Check the state of the wiring and solder joints

Since it will be at the greatest risk of damage, you should check any exposed wiring in your unit first. Verify that nothing is loose, and look for obviously worn or frayed points. You must also inspect the internal wiring by opening the chassis. Before soldering any loose connections, consult the unit’s manual. If you solder a wire incorrectly or do not take the necessary precautions when working with internal components, you risk breaking or damaging the circuitry.

Check unit camera is clean

Clean the camera’s lens, and wipe off any dust or debris from the body and frame. This component should be thoroughly cleaned as part of a routine check because insect splatter and other environmental factors can contribute to a significant debris buildup.
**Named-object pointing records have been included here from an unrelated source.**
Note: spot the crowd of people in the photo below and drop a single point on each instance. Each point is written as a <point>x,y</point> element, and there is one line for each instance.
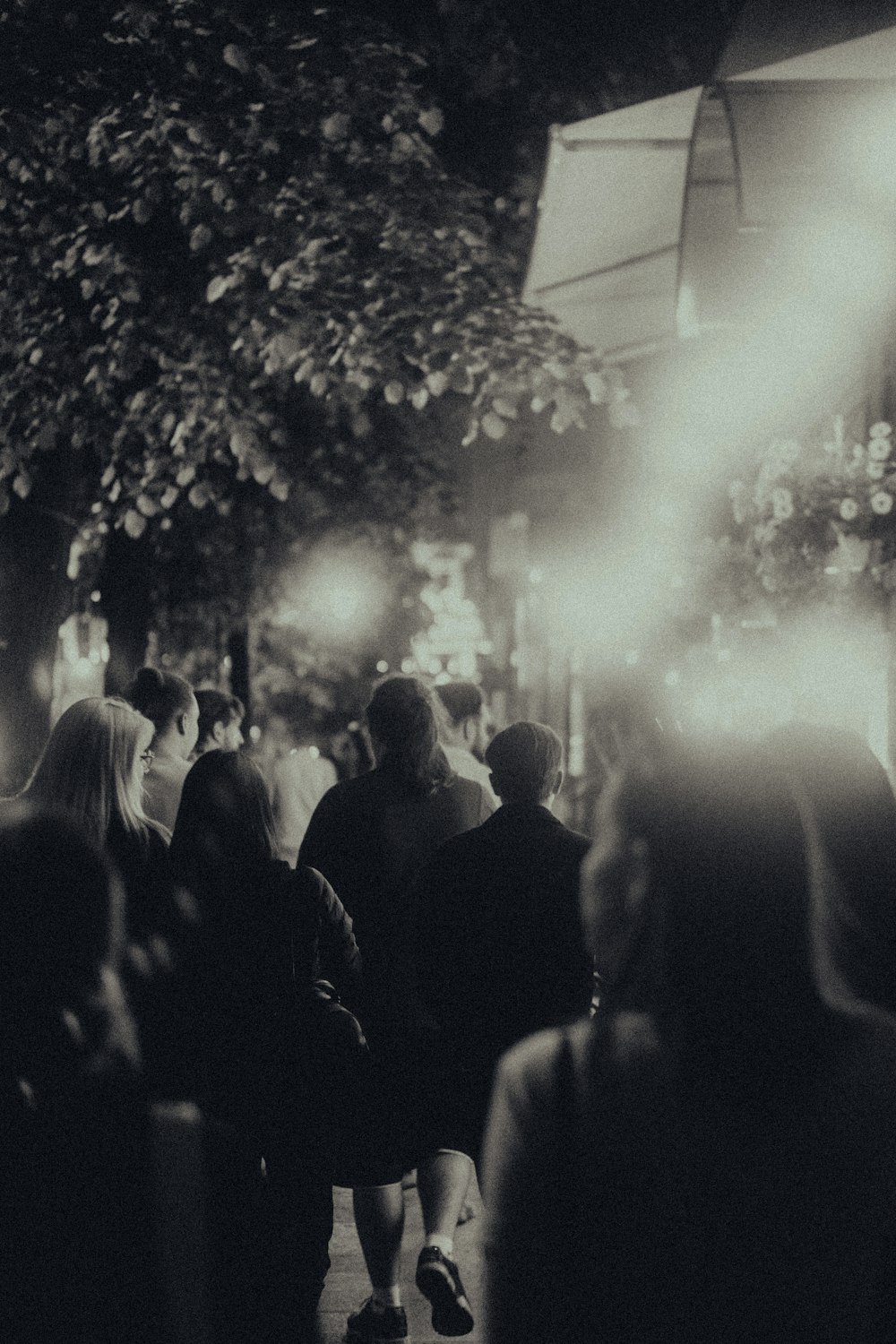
<point>231,981</point>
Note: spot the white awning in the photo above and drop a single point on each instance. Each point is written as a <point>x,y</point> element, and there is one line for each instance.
<point>646,215</point>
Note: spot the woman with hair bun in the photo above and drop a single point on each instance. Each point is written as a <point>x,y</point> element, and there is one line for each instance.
<point>169,703</point>
<point>368,836</point>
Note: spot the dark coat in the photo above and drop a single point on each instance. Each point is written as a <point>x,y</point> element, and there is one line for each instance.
<point>368,836</point>
<point>622,1210</point>
<point>500,949</point>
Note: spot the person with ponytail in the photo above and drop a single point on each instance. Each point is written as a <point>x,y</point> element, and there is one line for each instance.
<point>271,937</point>
<point>94,1182</point>
<point>712,1156</point>
<point>370,836</point>
<point>168,702</point>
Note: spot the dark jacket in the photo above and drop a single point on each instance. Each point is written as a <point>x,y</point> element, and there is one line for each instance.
<point>263,943</point>
<point>621,1209</point>
<point>368,836</point>
<point>500,951</point>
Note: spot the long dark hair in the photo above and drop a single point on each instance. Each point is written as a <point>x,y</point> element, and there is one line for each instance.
<point>88,769</point>
<point>403,719</point>
<point>225,825</point>
<point>724,959</point>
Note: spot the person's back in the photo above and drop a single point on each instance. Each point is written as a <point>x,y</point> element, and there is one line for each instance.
<point>96,1185</point>
<point>711,1160</point>
<point>659,1225</point>
<point>368,836</point>
<point>500,948</point>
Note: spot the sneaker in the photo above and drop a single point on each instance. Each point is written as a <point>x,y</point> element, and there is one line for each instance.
<point>437,1279</point>
<point>371,1325</point>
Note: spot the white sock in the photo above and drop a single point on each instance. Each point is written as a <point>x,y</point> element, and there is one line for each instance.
<point>445,1244</point>
<point>383,1297</point>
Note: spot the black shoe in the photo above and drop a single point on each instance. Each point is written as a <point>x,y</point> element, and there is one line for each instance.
<point>437,1279</point>
<point>374,1327</point>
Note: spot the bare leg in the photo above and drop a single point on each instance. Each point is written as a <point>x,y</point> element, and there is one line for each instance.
<point>443,1182</point>
<point>379,1218</point>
Check the landing gear condition

Verify that none of the rubber shock absorbers are damaged and that none of the unit’s legs or feet are bent or cracked. The drone could not safely land without this module. Any damaged or missing parts must be purchased from your manufacturer and fitted again.

Inspect antennae

The antennae are in charge of preserving wireless signals between the mobile drone unit and the ground control station. A fatal loss of control can result from reduced connectivity by damaged or improperly fitted antennae. Make sure the screws holding each antenna to the device are tight.

Battery check

The docking station for each battery pack is frequently disregarded. This component is surprisingly frequently the root of battery-related problems and frequently goes for years without receiving proper maintenance. You should make sure the voltage specified by the dock is compatible with that of the battery pack and visually inspect it.
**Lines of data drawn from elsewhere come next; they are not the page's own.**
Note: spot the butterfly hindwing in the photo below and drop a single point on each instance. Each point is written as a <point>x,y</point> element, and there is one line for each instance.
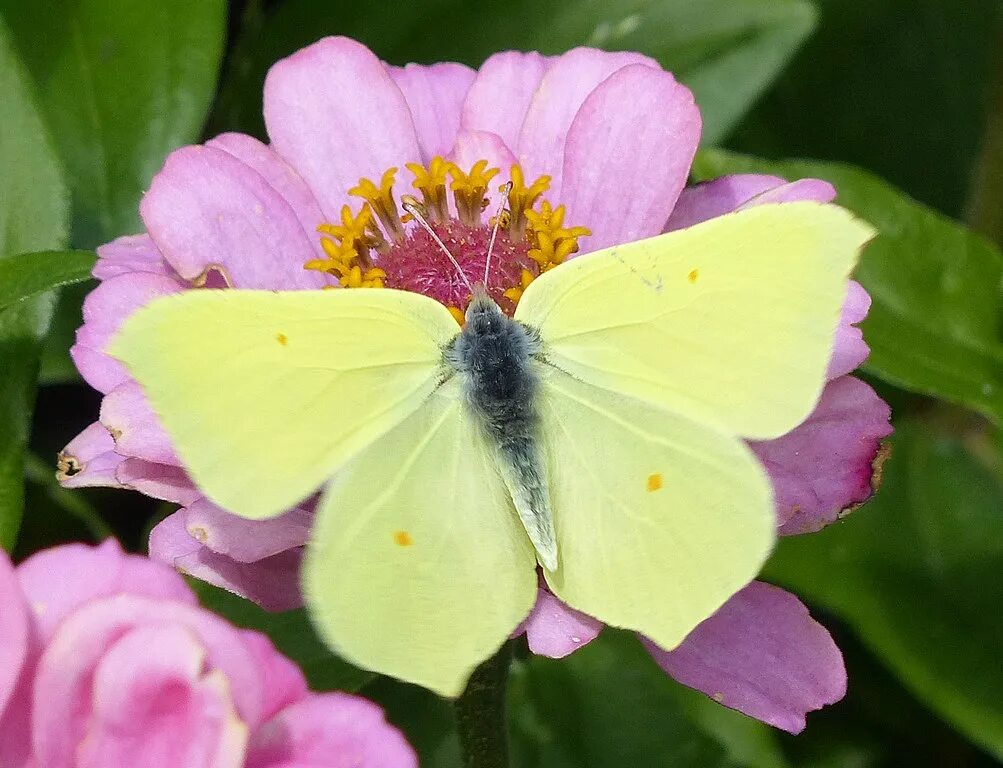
<point>419,566</point>
<point>659,518</point>
<point>265,394</point>
<point>729,322</point>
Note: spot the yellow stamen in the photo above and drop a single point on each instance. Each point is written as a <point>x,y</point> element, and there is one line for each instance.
<point>468,190</point>
<point>430,182</point>
<point>522,199</point>
<point>382,203</point>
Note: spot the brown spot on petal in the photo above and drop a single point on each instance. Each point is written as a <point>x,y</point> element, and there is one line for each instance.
<point>214,276</point>
<point>199,533</point>
<point>877,474</point>
<point>67,465</point>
Next, give each battery pack a close inspection. Bulges or deformities indicate leakage, and the affected packs must be changed immediately. Proper maintenance should be performed as needed to preserve and increase the lifespan of battery packs. Checking and replacing active packs and spares as necessary.
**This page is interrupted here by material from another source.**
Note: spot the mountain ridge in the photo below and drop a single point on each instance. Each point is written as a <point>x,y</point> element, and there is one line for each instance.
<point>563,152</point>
  • Inspect drone batteries for damage
  • Inspect controller batteries for damage
  • Inspect additional component batteries for damage
  • Replace damaged batteries (if necessary)

Before finishing this task, ensure each pack still has at least 75% of its charge after inspection and replacement, if necessary. Batteries shouldn’t be overcharged or allowed to discharge completely. The charge should ideally fall between 30 and 90%.

Software/firmware update

By updating the firmware on your drone, you can be sure that everything is current and operating as it should. Maintaining system updates lowers the risk of security flaws and generally ensures smooth operation. Your firmware can be updated easily by plugging your drone into a computer (via USB or a similar cable) and manually updating with the unit-specific software. You can also update your firmware wirelessly using an application or the control station interface. Apply the most suitable technique to update the system firmware before moving on to the subsequent task. Always consult the documentation for your particular unit to learn how to update the firmware. Different procedures will be used depending on the model and manufacturer.

Custom software is essential to the smooth operation of your control station. This can be updated similarly to the drone unit, and your control station will typically have built-in mechanisms. For instance, control applications running on mobile devices such as smartphones or tablets will automatically update unless otherwise instructed, but you should still check.

Use the best technique to update your control station’s software if necessary. Similar update mechanisms will be built into larger modules, like transportable laptop computers running proprietary software. Once everything has been updated, you should be all set. The unit must undergo a few simple testing procedures before preparing for its upcoming flight.